Cardiac output determination by simple one-step rebreathing technique.

We have developed a rebreathing technique for measuring cardiac output in resting or exercising subjects. The data needed are the subject's CO2 dissociation curve, the initial volume and CO2 fraction of the rebreathing bag, and a record of CO2 at the mouth during the maneuver. From these one can obtain all the values required to solve the Fick equation. The combined error due to inaccuracy in reading the tracings and to the simplifying assumptions was found to be small (mean = 0.5%, SD ;.5%). Cardiac output values determined with this technique in normal subjects were on the average 2% higher than those obtained simultaneously with an acetylene rebreathing method (n = 49, SD = 11%). Among the advantages of the technique are that it requires analysis of a single gas, takes less than thirty seconds per determination, allows one to obtain repeated measurements at rapid intervals, is not affected by the ability of lung tissue to store CO2, and eliminates many of the assumptions usually made in non-invasive measurements of cardiac output.

Lung carbonate dehydratase (carbonic anhydrase), CO2 stores and CO2 transport.

A study of CO2 storage in excised, exsanguinated lungs revealed that CO2 stores include a compartment which reaches equilibration very rapidly (less than 3s) and a slower compartment which equilibrates with a half-time of approximately 15 s. Inhibition of carbonate dehydratase (carbonic anhydrase, EC 4.2.1.1) does not change the slope of the total CO2 dissociation curve of the lung but does increase the slow compartment at the expense of the fast. CO2 diffusion across the pleura is approximately 20 times faster than that of O2, a relationship that is not affected by inhibition of carbonate dehydratase. The role of tissue CO2 stores in limiting respiratory fluctuations of PCO2 or pH in arterial blood is only minor and may be of significance only in rapid, deep inspiration. CO2 uptake or release by the stores is out of phase with blood CO2 exchange. As a consequence, the time course of CO2 exchange at the mouth during expiration cannot be used to predict alveolar or capillary CO2 exchange.

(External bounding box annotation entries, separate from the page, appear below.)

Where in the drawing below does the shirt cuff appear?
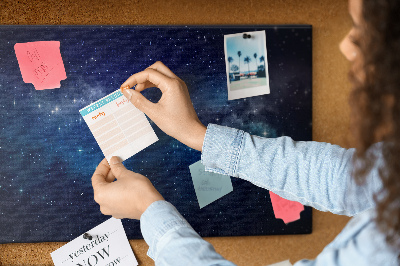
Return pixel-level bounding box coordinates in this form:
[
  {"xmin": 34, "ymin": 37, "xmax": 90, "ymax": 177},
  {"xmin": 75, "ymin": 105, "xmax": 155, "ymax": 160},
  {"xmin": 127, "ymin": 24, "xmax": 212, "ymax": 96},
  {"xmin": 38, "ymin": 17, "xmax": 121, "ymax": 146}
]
[
  {"xmin": 140, "ymin": 200, "xmax": 192, "ymax": 260},
  {"xmin": 201, "ymin": 124, "xmax": 244, "ymax": 177}
]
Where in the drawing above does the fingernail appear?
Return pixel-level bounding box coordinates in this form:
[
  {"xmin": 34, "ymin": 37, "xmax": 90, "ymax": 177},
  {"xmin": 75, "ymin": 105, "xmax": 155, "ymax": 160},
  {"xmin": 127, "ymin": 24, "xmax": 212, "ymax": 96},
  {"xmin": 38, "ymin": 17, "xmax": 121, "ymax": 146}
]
[
  {"xmin": 121, "ymin": 85, "xmax": 130, "ymax": 93},
  {"xmin": 122, "ymin": 89, "xmax": 132, "ymax": 100},
  {"xmin": 110, "ymin": 156, "xmax": 122, "ymax": 164}
]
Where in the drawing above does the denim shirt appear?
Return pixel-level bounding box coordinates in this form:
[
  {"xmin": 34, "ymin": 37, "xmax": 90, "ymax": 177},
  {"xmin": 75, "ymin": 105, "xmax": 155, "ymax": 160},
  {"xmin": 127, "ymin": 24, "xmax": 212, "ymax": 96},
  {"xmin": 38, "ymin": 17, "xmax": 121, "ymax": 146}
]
[{"xmin": 140, "ymin": 124, "xmax": 399, "ymax": 266}]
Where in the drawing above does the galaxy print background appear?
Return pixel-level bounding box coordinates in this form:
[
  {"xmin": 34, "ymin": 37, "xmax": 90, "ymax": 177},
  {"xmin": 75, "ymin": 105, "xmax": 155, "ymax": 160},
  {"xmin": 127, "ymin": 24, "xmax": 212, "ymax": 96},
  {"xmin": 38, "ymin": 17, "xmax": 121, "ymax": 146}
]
[{"xmin": 0, "ymin": 26, "xmax": 312, "ymax": 243}]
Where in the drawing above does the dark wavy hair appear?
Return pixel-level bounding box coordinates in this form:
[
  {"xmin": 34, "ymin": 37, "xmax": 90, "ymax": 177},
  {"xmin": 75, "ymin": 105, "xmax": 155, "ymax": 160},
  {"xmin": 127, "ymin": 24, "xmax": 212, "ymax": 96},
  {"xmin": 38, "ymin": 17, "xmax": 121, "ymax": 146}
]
[{"xmin": 349, "ymin": 0, "xmax": 400, "ymax": 258}]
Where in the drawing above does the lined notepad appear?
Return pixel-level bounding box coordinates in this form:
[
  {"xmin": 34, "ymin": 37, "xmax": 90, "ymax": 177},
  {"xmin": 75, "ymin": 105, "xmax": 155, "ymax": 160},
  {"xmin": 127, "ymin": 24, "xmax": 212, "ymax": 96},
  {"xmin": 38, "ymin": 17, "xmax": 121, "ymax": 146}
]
[{"xmin": 79, "ymin": 90, "xmax": 158, "ymax": 161}]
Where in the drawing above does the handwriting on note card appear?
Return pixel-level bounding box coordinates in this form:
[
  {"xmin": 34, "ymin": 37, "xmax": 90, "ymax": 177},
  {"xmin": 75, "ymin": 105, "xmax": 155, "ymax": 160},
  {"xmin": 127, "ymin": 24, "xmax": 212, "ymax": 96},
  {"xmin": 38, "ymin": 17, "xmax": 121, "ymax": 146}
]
[
  {"xmin": 269, "ymin": 191, "xmax": 304, "ymax": 224},
  {"xmin": 14, "ymin": 41, "xmax": 67, "ymax": 90}
]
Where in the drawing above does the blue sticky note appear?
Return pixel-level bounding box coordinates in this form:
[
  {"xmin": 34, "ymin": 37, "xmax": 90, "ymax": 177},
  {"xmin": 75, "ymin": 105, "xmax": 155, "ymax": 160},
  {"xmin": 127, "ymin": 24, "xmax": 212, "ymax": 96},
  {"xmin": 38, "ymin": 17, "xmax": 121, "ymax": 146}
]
[{"xmin": 189, "ymin": 161, "xmax": 233, "ymax": 209}]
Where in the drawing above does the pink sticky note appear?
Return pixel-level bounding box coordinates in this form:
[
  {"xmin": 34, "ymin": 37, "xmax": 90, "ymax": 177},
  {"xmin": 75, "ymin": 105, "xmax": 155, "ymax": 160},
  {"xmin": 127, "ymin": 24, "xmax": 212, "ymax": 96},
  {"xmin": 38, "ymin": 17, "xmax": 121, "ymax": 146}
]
[
  {"xmin": 269, "ymin": 191, "xmax": 304, "ymax": 224},
  {"xmin": 14, "ymin": 41, "xmax": 67, "ymax": 90}
]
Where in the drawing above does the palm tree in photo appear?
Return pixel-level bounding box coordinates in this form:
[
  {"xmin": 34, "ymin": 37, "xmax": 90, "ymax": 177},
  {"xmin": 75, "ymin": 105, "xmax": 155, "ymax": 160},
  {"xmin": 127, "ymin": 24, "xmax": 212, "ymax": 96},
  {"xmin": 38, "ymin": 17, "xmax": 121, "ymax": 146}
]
[
  {"xmin": 253, "ymin": 53, "xmax": 257, "ymax": 73},
  {"xmin": 228, "ymin": 56, "xmax": 233, "ymax": 83},
  {"xmin": 260, "ymin": 55, "xmax": 265, "ymax": 67},
  {"xmin": 244, "ymin": 56, "xmax": 251, "ymax": 78},
  {"xmin": 238, "ymin": 51, "xmax": 242, "ymax": 76},
  {"xmin": 228, "ymin": 56, "xmax": 233, "ymax": 72},
  {"xmin": 258, "ymin": 55, "xmax": 267, "ymax": 77}
]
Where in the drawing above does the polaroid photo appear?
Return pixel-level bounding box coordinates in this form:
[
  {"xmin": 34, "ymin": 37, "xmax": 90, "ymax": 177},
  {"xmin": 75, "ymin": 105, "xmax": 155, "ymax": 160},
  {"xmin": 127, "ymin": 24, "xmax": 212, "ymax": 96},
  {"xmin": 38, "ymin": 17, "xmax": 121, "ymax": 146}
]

Can VA/Q distributions in the lung be recovered from inert gas retention data?

It has been suggested that the true distribution of ventilation-perfusion ratios can be determined from measurements made during the excretion of six different inert gases. This report shows that a number of considerably different distribution patterns will yield the same retention data, even in the absence of analytical error. Therefore, although analysis of inert gas retention data will allow one to arrive at a VA/Q distribution, it will not necessarily be the correct distribution.